Growth in graduate programs
Graduate programming on the University of South Florida’s Sarasota-Manatee campus continued to expand this fall as USF welcomed the largest and highest achieving first-year class in its history. On the Sarasota-Manatee campus, the number of incoming graduate students is triple what it was last year. Of the six advanced degree programs offered on the Sarasota-Manatee campus, four — hospitality, business administration, criminal justice and social work — experienced significant growth thanks to creative campus leadership.
ONE USF
Major stories affecting all of USF in 2022 included:
- Rhea Law was named president of USF in March, the first alumna to serve in the role. Under her leadership, the university experienced the most transformational legislative session in USF history, with record-setting investments in operations on all three USF campuses. She also led the effort to complete USF’s new five-year strategic plan.
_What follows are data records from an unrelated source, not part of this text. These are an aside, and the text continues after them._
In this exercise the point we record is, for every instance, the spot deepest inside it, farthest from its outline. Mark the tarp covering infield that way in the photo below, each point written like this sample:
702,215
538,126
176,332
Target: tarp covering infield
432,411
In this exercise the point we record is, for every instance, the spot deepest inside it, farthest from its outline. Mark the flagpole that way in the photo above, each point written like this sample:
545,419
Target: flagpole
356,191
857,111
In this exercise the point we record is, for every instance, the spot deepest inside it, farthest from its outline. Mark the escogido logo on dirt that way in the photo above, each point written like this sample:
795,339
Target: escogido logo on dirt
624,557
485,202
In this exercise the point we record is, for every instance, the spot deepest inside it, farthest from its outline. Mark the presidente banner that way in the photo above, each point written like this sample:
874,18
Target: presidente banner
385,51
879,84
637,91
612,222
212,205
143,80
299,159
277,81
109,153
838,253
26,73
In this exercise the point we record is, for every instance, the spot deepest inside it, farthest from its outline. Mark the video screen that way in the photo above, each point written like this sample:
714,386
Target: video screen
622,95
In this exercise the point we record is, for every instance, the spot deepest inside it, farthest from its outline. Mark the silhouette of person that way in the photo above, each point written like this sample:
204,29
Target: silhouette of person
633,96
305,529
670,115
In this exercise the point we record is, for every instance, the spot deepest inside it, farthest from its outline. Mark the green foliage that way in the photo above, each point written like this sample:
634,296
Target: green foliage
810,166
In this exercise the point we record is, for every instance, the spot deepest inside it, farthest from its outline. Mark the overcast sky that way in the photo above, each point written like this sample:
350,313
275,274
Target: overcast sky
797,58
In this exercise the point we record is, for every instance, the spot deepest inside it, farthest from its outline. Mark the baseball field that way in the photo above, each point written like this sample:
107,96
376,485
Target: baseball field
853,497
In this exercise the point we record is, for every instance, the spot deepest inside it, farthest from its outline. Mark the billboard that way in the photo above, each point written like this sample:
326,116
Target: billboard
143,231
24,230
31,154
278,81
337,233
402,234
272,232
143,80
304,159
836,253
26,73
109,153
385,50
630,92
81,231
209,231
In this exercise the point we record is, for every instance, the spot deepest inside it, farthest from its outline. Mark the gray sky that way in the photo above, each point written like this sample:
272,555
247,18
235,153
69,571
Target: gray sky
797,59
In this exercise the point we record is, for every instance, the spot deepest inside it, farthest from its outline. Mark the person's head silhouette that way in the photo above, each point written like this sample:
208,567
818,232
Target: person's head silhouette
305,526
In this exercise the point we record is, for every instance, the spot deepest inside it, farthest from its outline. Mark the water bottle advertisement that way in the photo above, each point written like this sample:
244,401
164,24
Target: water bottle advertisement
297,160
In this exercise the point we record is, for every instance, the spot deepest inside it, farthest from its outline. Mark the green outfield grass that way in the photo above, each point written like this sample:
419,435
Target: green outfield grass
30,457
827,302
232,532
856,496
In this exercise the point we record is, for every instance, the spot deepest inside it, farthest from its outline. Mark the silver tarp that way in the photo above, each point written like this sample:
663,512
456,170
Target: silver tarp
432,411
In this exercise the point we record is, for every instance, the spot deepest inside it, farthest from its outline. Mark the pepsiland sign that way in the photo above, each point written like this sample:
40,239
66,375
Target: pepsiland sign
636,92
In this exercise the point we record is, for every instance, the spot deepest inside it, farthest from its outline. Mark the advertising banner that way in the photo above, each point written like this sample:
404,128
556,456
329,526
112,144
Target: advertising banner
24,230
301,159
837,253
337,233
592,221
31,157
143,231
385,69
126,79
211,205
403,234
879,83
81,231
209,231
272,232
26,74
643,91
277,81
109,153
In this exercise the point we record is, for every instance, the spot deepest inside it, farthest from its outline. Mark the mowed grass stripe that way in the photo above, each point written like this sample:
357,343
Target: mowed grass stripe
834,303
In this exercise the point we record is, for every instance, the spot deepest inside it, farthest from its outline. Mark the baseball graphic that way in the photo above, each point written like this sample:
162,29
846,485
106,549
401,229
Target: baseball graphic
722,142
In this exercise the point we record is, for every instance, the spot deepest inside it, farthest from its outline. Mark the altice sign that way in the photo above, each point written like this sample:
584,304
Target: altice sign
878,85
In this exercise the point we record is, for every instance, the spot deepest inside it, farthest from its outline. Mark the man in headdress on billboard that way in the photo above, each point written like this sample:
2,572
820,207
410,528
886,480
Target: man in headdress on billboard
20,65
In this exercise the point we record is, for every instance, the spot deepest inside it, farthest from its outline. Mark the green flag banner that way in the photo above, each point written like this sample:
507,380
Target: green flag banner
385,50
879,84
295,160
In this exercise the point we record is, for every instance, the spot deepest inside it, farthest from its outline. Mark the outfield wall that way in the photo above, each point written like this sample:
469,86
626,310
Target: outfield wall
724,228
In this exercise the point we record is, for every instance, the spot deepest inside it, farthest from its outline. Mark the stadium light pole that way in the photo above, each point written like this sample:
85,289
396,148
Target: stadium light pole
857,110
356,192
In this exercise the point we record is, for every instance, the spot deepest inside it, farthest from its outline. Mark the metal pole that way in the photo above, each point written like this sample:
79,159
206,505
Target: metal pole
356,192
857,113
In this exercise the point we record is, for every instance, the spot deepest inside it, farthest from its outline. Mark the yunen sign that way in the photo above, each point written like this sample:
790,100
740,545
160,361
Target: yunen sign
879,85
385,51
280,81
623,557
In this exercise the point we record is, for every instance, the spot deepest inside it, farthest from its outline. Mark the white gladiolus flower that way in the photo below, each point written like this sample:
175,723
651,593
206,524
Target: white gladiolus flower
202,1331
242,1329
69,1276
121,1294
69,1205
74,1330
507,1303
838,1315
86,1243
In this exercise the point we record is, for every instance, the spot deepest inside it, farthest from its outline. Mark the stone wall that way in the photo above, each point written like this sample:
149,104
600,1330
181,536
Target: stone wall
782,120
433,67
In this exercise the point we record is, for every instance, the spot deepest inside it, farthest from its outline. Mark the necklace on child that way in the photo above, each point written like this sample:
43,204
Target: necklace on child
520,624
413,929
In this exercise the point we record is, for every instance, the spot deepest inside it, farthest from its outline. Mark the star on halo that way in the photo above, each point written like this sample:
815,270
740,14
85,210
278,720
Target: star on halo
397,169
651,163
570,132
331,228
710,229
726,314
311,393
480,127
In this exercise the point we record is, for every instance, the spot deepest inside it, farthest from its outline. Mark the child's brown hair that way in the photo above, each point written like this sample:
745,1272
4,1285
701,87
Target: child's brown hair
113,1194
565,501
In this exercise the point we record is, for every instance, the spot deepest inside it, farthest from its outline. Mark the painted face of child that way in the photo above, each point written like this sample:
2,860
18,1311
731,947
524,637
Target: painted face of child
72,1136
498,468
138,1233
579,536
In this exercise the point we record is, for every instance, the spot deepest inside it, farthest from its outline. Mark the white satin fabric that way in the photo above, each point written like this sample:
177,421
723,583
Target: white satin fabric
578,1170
- USF hit an all-time high on U.S. News & World Report’s annual ranking of the best colleges in the United States: No. 42 among all public universities and No. 97 among all universities, public or private.
- Philanthropic gifts to USF exceeded $151 million, from more than 34,000 donors, in fiscal year 2021-22, the most generous level of support in the institution’s nearly 70-year history.
- USF received the 2022 Higher Education Excellence in Diversity Award, which recognizes U.S. colleges and universities that demonstrate an outstanding commitment to diversity and inclusion.
- Forbes named USF as one of America’s best employers for women — No. 22 — and as one of the best employers overall in Florida. In America’s Best Employers by State, USF ranked No. 21 out of 100 public and private employers across a wide array of Florida industries, and No. 2 among higher education institutions.